How values are assessed

The process of revaluation reflects the changing nature of Auckland city, it's development as New Zealand's largest centre of commercial activity, and it's growing population. Properties are valued on a site by site basis and in context with other properties in the area and other suburbs.

The valuation process consists of the following main stages:

  1. Property inspections

Before each three yearly revaluation we inspect approximately half of all residential properties from the roadside to check that our records are up to date.

Checking half the properties means that every property will receive an inspection each six years. In addition, we inspect between 5,000 and 6,000 properties annually as a result of building consent revaluations.

For each inspected property, we check the property classification (ie house, town house, apartment, factory or shop) to see that it is correct. We review improvements made to the property, including garages and pools, to see whether any have been made or removed since the previous valuation. We also review the quality and condition rating of improvements. Land attributes, such as view and contour, are checked for accuracy and consistency with surrounding properties.

  1. Sales and rental analysis

Valuers review what properties are selling and renting for in your area.

We obtain information about residential and commercial rental levels from various sources (tenancy services, market surveys, real estate agents, property management companies).

  1. Valuer General's audit

The Rating Valuations Act 1998 requires the Valuer General to audit revaluations before giving approval for the values to be published.

A rigorous audit process is carried out over a period of three weeks. This audit

  • checks the processes used to prepare the revaluation
  • carries out statistical analysis of sales to determine the accuracy of the assessed values
  • may require random checks of properties.
  1. Publishing of proposed values

Once the Valuer General approves the process and the values, we publish a public notice and send out a valuation notice for each separate rating unit to the owner of the property and the ratepayer, if different.
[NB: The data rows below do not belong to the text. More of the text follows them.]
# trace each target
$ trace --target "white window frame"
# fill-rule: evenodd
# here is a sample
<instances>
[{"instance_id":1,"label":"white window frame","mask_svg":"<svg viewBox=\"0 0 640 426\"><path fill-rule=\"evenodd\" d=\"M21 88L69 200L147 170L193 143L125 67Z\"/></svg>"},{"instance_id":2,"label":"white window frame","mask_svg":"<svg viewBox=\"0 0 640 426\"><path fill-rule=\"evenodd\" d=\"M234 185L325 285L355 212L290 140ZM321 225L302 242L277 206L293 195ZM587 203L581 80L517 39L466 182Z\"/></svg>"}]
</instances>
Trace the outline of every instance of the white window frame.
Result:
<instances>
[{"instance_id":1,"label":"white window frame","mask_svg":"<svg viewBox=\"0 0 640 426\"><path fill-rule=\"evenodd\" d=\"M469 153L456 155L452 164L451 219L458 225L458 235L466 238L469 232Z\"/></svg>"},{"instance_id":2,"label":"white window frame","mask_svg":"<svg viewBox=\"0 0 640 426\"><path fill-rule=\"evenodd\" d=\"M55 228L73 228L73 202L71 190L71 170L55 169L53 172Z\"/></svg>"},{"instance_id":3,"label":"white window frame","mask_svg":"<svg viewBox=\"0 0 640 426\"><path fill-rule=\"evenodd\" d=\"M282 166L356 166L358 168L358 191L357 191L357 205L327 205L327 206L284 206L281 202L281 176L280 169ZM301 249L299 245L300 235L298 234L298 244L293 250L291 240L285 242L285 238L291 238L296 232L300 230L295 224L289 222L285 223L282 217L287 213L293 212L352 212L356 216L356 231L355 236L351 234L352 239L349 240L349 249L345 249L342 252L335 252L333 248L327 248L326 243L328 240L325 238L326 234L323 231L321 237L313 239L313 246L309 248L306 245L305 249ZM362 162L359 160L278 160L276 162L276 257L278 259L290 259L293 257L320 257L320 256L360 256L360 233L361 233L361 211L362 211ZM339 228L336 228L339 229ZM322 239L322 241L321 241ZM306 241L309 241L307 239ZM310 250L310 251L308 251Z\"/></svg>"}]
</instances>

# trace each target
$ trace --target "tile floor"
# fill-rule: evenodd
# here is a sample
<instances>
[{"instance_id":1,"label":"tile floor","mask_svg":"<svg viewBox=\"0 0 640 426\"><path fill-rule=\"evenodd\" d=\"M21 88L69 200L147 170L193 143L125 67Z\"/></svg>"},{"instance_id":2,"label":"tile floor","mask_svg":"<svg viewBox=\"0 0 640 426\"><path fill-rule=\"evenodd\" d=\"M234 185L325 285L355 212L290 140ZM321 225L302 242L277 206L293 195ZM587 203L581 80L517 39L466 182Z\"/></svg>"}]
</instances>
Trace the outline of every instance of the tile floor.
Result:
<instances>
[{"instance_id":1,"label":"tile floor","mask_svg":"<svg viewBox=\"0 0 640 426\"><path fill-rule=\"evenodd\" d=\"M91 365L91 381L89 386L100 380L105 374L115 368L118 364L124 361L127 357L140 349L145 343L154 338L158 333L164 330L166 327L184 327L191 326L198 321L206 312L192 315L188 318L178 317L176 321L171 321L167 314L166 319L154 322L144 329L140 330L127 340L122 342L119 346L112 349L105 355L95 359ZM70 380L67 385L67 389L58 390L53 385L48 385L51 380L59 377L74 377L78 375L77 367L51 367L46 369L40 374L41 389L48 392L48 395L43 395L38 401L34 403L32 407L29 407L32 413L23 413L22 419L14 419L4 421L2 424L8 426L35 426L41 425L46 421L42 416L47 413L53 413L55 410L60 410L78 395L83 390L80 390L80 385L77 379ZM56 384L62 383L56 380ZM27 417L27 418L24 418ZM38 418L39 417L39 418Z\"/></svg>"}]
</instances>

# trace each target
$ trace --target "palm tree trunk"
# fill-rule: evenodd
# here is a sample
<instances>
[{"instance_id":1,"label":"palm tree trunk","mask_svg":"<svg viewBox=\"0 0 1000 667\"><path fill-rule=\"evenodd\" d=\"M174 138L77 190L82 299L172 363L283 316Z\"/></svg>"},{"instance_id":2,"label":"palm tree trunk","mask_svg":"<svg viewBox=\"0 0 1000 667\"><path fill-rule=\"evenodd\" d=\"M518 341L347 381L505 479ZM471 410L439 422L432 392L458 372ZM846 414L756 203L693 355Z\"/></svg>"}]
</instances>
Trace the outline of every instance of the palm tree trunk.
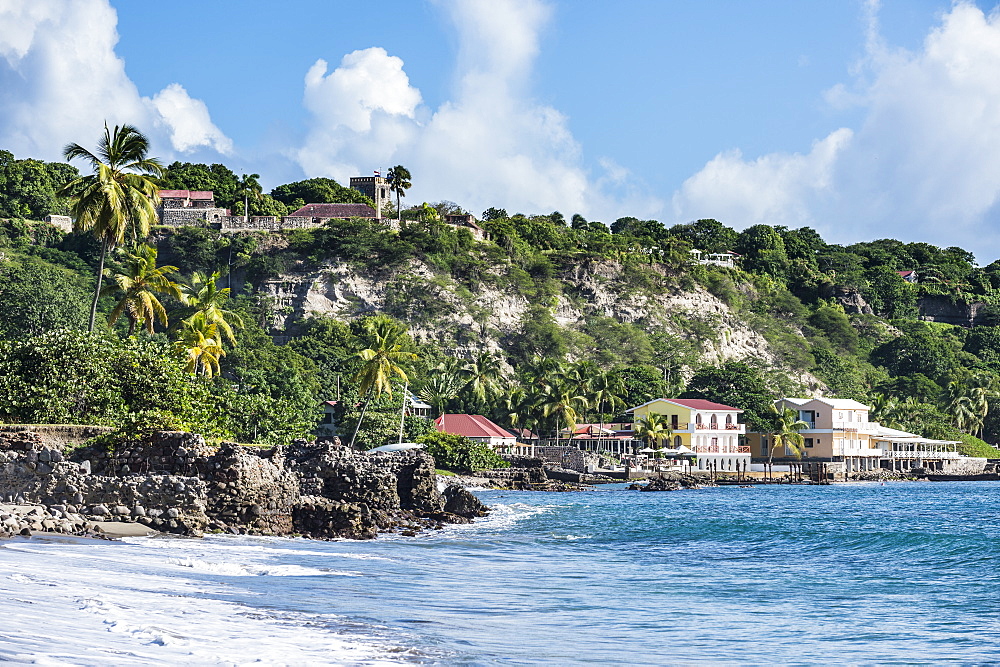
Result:
<instances>
[{"instance_id":1,"label":"palm tree trunk","mask_svg":"<svg viewBox=\"0 0 1000 667\"><path fill-rule=\"evenodd\" d=\"M348 449L354 449L354 441L358 437L358 431L361 430L361 421L365 418L365 410L367 409L368 409L368 401L362 401L361 415L358 417L358 425L354 427L354 435L351 436L351 443L347 446Z\"/></svg>"},{"instance_id":2,"label":"palm tree trunk","mask_svg":"<svg viewBox=\"0 0 1000 667\"><path fill-rule=\"evenodd\" d=\"M403 221L403 210L399 208L399 190L396 190L396 223L400 224Z\"/></svg>"},{"instance_id":3,"label":"palm tree trunk","mask_svg":"<svg viewBox=\"0 0 1000 667\"><path fill-rule=\"evenodd\" d=\"M101 298L101 279L104 277L104 257L108 254L108 240L101 240L101 261L97 265L97 288L94 290L94 301L90 304L90 325L87 331L94 333L94 321L97 319L97 300Z\"/></svg>"}]
</instances>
The notice advises the new values and the closing date for objections.

  1. An objection period

The Rating Valuations Regulations 1998 prescribes that objections must be lodged before the expiry of the date specified in the public notice. The objection period is 30 working days calculated from the date of the public notice for general revaluation and 20 working days for other valuations.

  1. Property rates setting

We use finalised values for setting rates from 1 July of the year following their publication unless they have been amended as a result of an objection review or there has been a change to the property. We continue to use the published values for setting rates until the objection is finalised.

We use the annual value rating system, which means property values will be based on either:

  • the amount a property might earn in one year if rented (the estimated gross less 20 per cent, or 10 per cent if there are no buildings on the land) or
  • 5 per cent of the property's capital value

It is a requirement of the Rating Valuations Act 1998 that we use the highest figure of these two options to determine the rateable value of the property. This means that a sample of residential and commercial property owners will receive an enquiry requesting rental information.